A hole in the safety net
Local nursing homes and agencies that care for the aged were chilled this summer when the Christie administration proposed to restructure the state’s Medicaid program and cut more than $300 million to help close a deficit. The proposal sharply limited those eligible for coverage. Although deeply disappointed in the formula, institutions went ahead and created austerity budgets for their fiscal years.
Then the other shoe dropped. The new reimbursement system, which would raise reimburse rates for nursing homes whose patients required greater care, would have meant a significant loss of revenue for homes serving healthier patients. The rules changed again to a seemingly more equitable formula, but, coupled with a $75 million reduction in Medicaid reimbursements for long-term care, this meant that homes had to adjust to even deeper cuts. The seven Jewish nursing homes in New Jersey stand to lose nearly $3.2 million in Medicaid reimbursements for fiscal year 2012-13 (see Related Article).

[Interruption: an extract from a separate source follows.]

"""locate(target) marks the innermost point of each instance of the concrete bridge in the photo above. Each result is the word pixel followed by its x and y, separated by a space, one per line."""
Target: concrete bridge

Nursing homes run by the Jewish community and similar nonprofits have long been a model public-private partnership. Philanthropy combined with government assistance allows homes to offer quality care to the ill, dignity to the aged, and relief for burdened families. Federations around the state are asking state legislators to support supplemental appropriations to restore the cuts — if not for this year, then in budget years to come. Given the economic climate, they know it is a long shot, but necessity insists that they try. Meanwhile, nonprofit nursing homes and the agencies and federations that support them are reminding donors that, as the year draws to a close, so too do opportunities to claim deductions on charitable gifts.
In this season of light, they are asking members of the community to enlighten lawmakers through citizen involvement, and to lighten their burden through individual generosity.